Bug 1457437

Summary: Customer requires support clarification on SCSI 3 Persistent Reservation in OpenStack
Product: Red Hat OpenStack Reporter: David Peacock <dpeacock>
Component: openstack-novaAssignee: Eoghan Glynn <eglynn>
Status: CLOSED DEFERRED QA Contact: Joe H. Rahme <jhakimra>
Severity: low Docs Contact:
Priority: unspecified    
Version: 10.0 (Newton)CC: awaugama, berrange, dasmith, eglynn, hmatsumo, kchamart, knoel, mburns, mtessun, pbonzini, sbauza, sferdjao, sgordon, srevivo, virt-maint, vromanso, ykawada
Target Milestone: ---Keywords: TestOnly
Target Release: ---   
Hardware: Unspecified   
OS: Unspecified   
Whiteboard:
Fixed In Version: Doc Type: If docs needed, set a value
Doc Text:
Story Points: ---
Clone Of: Environment:
Last Closed: 2017-09-29 14:51:08 UTC Type: Bug
Regression: --- Mount Type: ---
Documentation: --- CRM:
Verified Versions: Category: ---
oVirt Team: --- RHEL 7.3 requirements from Atomic Host:
Cloudforms Team: --- Target Upstream Version:
Embargoed:
Bug Depends On: 1464908, 1470007, 1484075, 1519019, 1519021    
Bug Blocks:    

Description David Peacock 2017-05-31 17:52:29 UTC
Description of problem:

For use with Microsoft Failover Cluster(MSFC) on OpenStack instances, we have a customer who would like us to clarify the support position regarding SCSI 4 Persistent Reservation on OpenStack.

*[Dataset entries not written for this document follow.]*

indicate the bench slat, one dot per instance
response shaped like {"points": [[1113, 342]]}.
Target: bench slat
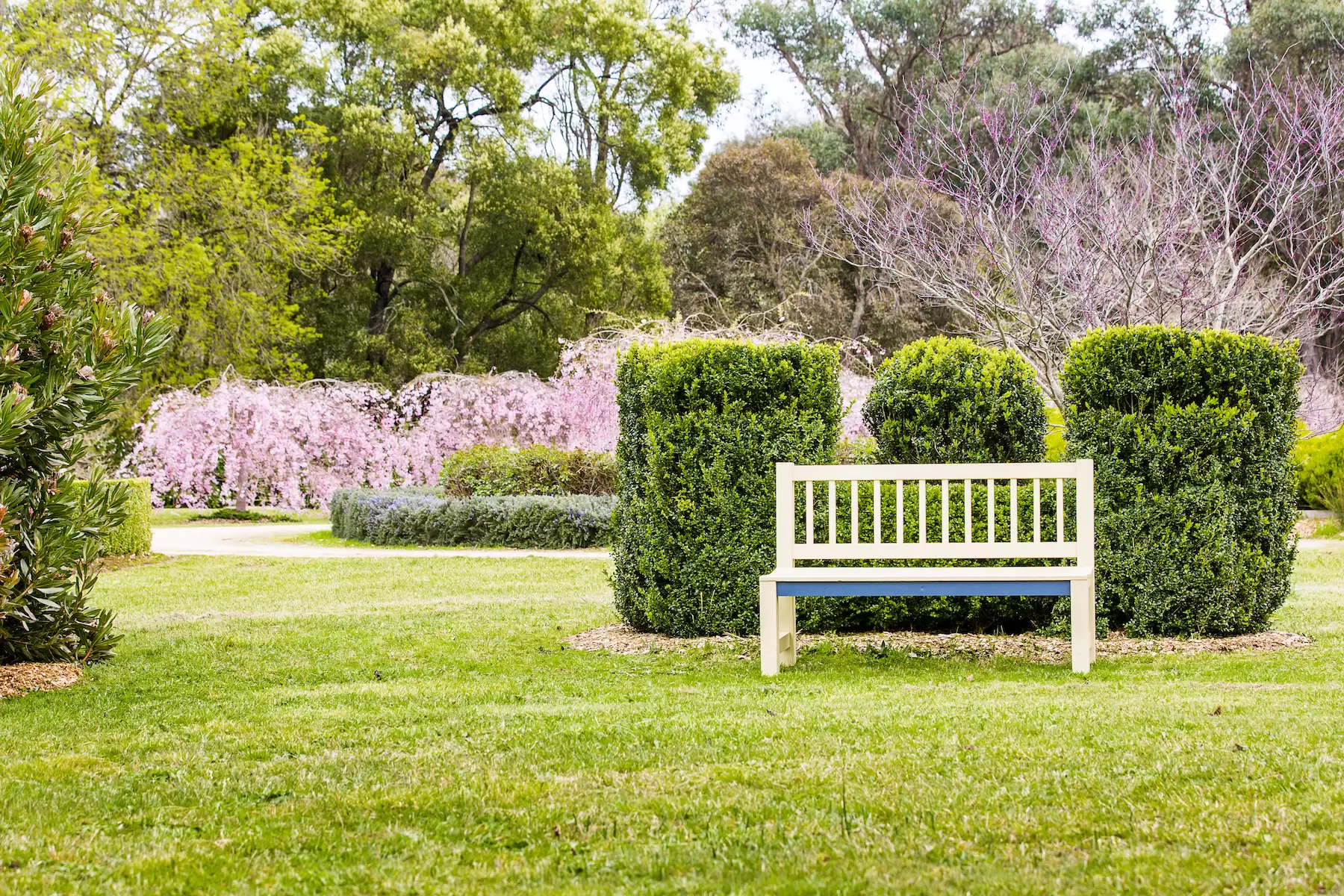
{"points": [[1024, 588], [934, 551]]}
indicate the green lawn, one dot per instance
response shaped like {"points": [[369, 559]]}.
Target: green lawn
{"points": [[410, 726]]}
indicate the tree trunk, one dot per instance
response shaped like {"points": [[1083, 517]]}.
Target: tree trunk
{"points": [[382, 276]]}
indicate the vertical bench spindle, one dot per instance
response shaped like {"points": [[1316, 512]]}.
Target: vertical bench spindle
{"points": [[808, 512], [991, 514], [831, 514], [924, 531], [1035, 511], [853, 511], [900, 511], [877, 512]]}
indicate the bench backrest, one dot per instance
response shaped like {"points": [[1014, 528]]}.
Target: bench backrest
{"points": [[933, 538]]}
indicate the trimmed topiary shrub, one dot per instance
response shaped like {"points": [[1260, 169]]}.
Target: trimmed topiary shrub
{"points": [[1192, 435], [945, 401], [132, 497], [702, 425], [418, 516], [951, 401], [538, 469]]}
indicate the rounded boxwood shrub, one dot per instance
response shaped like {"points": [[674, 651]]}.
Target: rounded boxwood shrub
{"points": [[951, 401], [947, 401], [702, 425], [1192, 435], [1320, 472]]}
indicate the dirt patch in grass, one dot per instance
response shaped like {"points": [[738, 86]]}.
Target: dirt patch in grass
{"points": [[25, 677], [623, 640]]}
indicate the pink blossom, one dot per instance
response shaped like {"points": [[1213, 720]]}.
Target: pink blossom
{"points": [[245, 442]]}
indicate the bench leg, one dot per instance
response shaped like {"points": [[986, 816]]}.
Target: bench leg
{"points": [[1092, 605], [1083, 630], [769, 629], [788, 630]]}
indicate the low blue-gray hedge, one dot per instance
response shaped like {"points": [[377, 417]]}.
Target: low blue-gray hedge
{"points": [[420, 516]]}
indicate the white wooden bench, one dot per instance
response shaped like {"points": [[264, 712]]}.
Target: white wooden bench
{"points": [[781, 588]]}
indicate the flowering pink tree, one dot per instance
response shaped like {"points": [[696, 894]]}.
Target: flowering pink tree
{"points": [[295, 445], [1225, 218]]}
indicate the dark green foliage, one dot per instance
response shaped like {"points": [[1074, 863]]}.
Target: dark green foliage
{"points": [[1320, 472], [134, 535], [702, 425], [417, 516], [949, 401], [66, 355], [538, 469], [1192, 435]]}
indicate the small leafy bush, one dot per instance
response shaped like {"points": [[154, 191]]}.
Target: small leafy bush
{"points": [[1192, 435], [418, 516], [951, 401], [702, 425], [134, 535], [538, 469], [1320, 473]]}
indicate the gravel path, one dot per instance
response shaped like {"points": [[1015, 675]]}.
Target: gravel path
{"points": [[269, 541]]}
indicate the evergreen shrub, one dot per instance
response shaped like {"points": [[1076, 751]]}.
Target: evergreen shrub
{"points": [[702, 425], [423, 517], [1192, 435], [1320, 473], [134, 535], [67, 354], [538, 469], [945, 401], [951, 401]]}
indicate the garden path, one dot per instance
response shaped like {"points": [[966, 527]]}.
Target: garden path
{"points": [[275, 541]]}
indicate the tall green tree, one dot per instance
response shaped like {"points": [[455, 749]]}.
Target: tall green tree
{"points": [[860, 60], [67, 352], [502, 156], [223, 218]]}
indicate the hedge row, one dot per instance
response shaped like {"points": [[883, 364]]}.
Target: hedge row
{"points": [[1192, 435], [134, 534], [423, 517]]}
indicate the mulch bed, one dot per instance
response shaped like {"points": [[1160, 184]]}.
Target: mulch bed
{"points": [[25, 677], [623, 640]]}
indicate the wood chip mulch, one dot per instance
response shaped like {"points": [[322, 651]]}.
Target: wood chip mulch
{"points": [[621, 640], [25, 677]]}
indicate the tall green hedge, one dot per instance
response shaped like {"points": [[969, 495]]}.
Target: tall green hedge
{"points": [[951, 401], [132, 535], [948, 401], [702, 425], [1192, 435]]}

The closest information found so far are two ambiguous BZs:

https://bugzilla.redhat.com/show_bug.cgi?id=1219841
https://bugzilla.redhat.com/show_bug.cgi?id=1111784

Would someone from RHOSP engineering please weigh in here?

Thank you,
David

Comment 1 Kashyap Chamarthy 2017-06-02 12:43:01 UTC
(In reply to David Peacock from comment #0)
> Description of problem:
> 
> For use with Microsoft Failover Cluster(MSFC) on OpenStack instances, we
> have a customer who would like us to clarify the support position regarding
> SCSI 4 Persistent Reservation on OpenStack.
> 
> The closest information found so far are two ambiguous BZs:
> 
> https://bugzilla.redhat.com/show_bug.cgi?id=1219841
> https://bugzilla.redhat.com/show_bug.cgi?id=1111784
> 
> Would someone from RHOSP engineering please weigh in here?
> 
> Thank you,
> David

Hi David,

I am just triaging this issue, and trying to figure out where to start myself.  One of the core Virtualization engineers who's worked on it is on a public holiday (I have added him to NEEDINFO here).  And another, I can't reach him at this moment.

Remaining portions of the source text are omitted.